Solid tumours in children (2023)
Challenge: Develop therapeutics to target oncogenic drivers of solid tumours in children
Cancer remains the leading cause of death by disease in children globally, and progress in the treatment of children with solid tumours (which includes brain tumours) has largely stalled. For those children who relapse, there are fewer treatment options available, meaning the outlook is often poor, and outcomes for some paediatric cancers have not improved in more than 30 years.
Despite advances in understanding the biology of most paediatric solid tumours, standard curative treatment regimens continue to rely on cytotoxic agents, developed decades ago, and often radiotherapy. Such therapies induce an alarming rate of severe late effects, including second malignancies, cardiac, neurologic, and skeletal toxicity, and infertility. Targeted therapeutics are needed to improve outcomes for paediatric cancers.

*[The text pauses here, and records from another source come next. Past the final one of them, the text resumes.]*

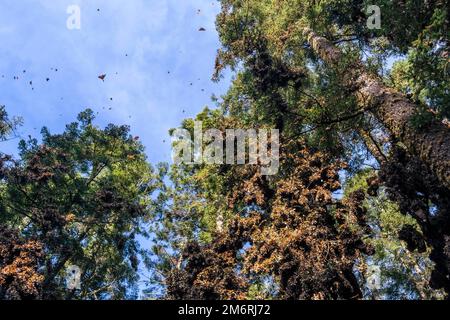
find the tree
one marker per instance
(78, 198)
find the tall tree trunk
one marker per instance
(392, 109)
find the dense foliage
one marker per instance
(363, 182)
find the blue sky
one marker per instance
(136, 43)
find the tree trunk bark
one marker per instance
(392, 109)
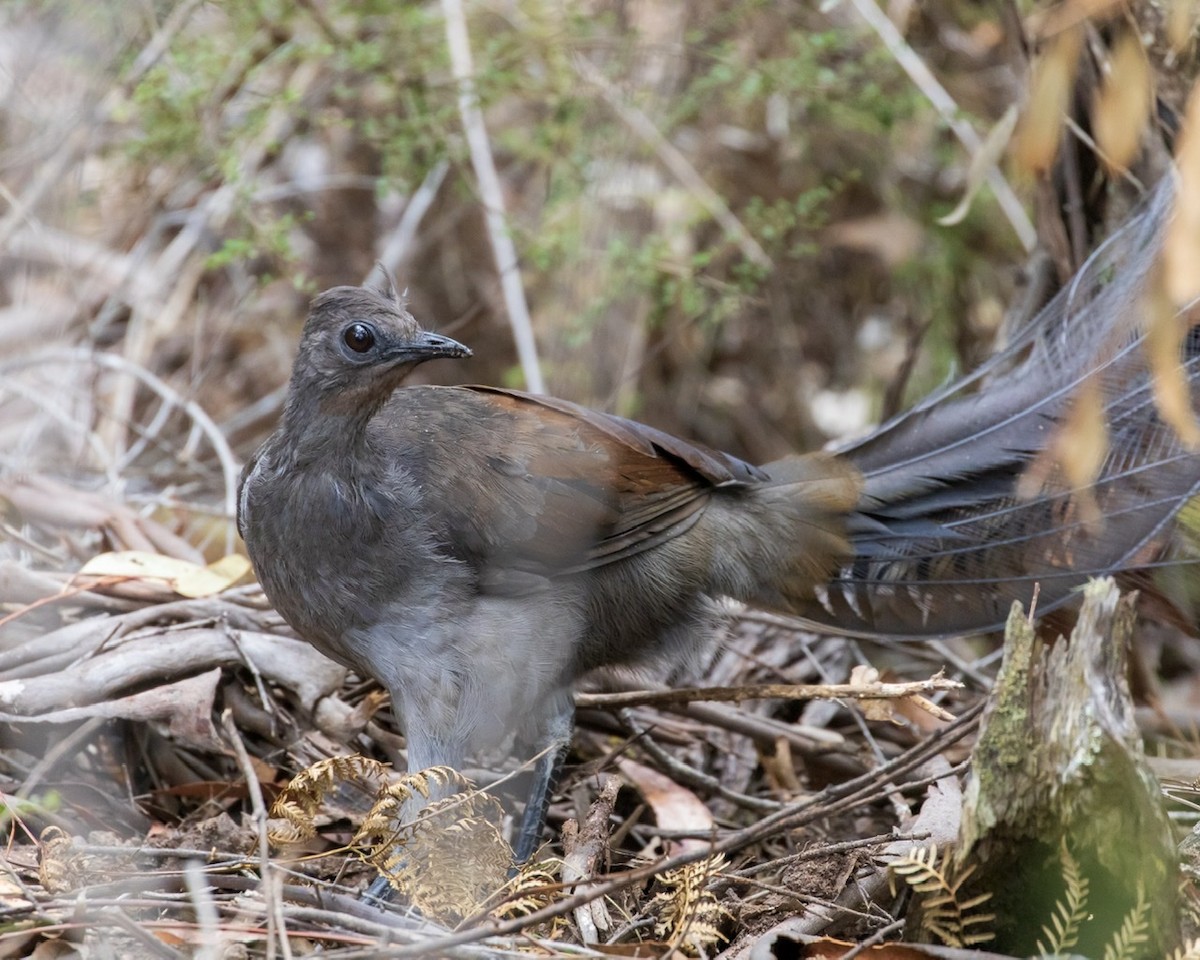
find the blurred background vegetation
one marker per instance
(178, 180)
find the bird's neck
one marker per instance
(330, 432)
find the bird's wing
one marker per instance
(539, 485)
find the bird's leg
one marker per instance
(555, 742)
(545, 777)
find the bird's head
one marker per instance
(359, 343)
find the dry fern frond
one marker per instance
(448, 861)
(1069, 912)
(689, 916)
(955, 922)
(385, 819)
(534, 887)
(300, 801)
(1134, 931)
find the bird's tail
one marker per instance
(981, 495)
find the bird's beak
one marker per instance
(427, 347)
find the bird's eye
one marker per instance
(359, 337)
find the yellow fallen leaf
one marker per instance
(1123, 103)
(185, 579)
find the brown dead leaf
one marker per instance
(184, 577)
(1039, 130)
(675, 807)
(1181, 246)
(1123, 103)
(893, 238)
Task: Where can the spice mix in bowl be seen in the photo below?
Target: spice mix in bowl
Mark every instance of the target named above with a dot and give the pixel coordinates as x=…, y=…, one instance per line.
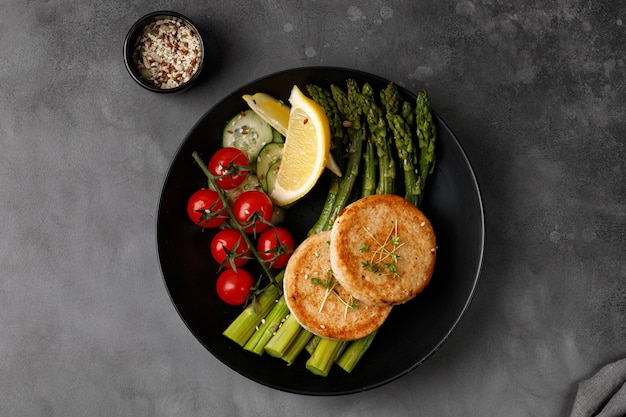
x=164, y=52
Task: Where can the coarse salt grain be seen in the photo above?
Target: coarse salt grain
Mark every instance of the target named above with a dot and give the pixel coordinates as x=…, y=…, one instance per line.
x=167, y=53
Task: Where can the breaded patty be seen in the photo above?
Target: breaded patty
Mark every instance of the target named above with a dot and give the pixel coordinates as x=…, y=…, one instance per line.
x=318, y=302
x=383, y=249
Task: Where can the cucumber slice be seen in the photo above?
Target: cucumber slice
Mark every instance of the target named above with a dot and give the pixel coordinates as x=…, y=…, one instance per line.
x=271, y=177
x=248, y=132
x=269, y=155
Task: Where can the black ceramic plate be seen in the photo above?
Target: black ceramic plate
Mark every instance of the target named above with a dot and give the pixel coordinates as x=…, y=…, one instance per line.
x=412, y=333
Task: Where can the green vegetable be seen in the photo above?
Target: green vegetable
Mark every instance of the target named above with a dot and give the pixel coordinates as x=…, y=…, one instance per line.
x=242, y=328
x=403, y=139
x=301, y=341
x=324, y=355
x=378, y=132
x=354, y=352
x=325, y=99
x=267, y=329
x=426, y=137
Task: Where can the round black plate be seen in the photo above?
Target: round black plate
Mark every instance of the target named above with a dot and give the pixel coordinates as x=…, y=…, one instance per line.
x=413, y=331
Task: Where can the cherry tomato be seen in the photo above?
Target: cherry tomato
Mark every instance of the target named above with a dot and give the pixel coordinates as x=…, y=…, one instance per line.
x=229, y=248
x=229, y=166
x=233, y=287
x=275, y=245
x=253, y=210
x=205, y=208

Barriers and opportunities
Tumours arising in children differ from those occurring in adults. Whereas mutant kinases commonly drive adult cancers and kinase inhibitors have had great impact in the treatment of adult cancers, oncogenic drivers in children’s solid tumours are typically transcription factors and/or epigenetic proteins which have historically been considered “undruggable”. Compounding the biological challenges, drug development in biopharma for paediatric solid tumours has not been prioritised, due to the small market size.
New platforms show promise for targeting transcription factors and epigenetic pathways, including selective protein degraders, molecules that disrupt essential protein-protein interactions and cell selective delivery of oligonucleotides to modulate gene expression.
Questions that could be addressed in this challenge include, but are not limited to:
Can we develop protein degraders that selectively target oncogenes that drive paediatric cancers, and do they regress tumours in preclinical models? Does E3 ligase biology vary between adults' and children's solid tumours?
What are the major resistance pathways for protein degraders in paediatric cancers? What type of protein degrader is most suited for this setting (e.g., molecular glues vs. heterobifunctional degraders) and what targets are susceptible to this approach?
How do degraders compare to emerging small molecules that work by disrupting protein-protein interactions or oligonucleotides? Can we use midsize cyclic proteins to target undruggable targets?
Can we identify targeted therapeutics that should be prioritised for clinical testing in paediatric solid tumours?
What is the toxicity profile of these agents in children?
Vision and Impact
Paediatric cancer drug development is inefficient and resources to develop drugs for paediatric cancers are often rate limiting.
An interdisciplinary and disruptive team capable of discovering, developing, and conducting early clinical testing of novel targeted therapeutic(s) is needed. Members could include cancer biologists, developmental biologists, clinical investigators, animal modellers, and medicinal chemists. Applicants should include a rationale for the age range of the participants in any proposed studies and how this would address the challenge.
Development of effective targeted therapeutics for paediatric solid tumours will improve survival and diminish the lifelong toxicities experienced by survivors of these diseases.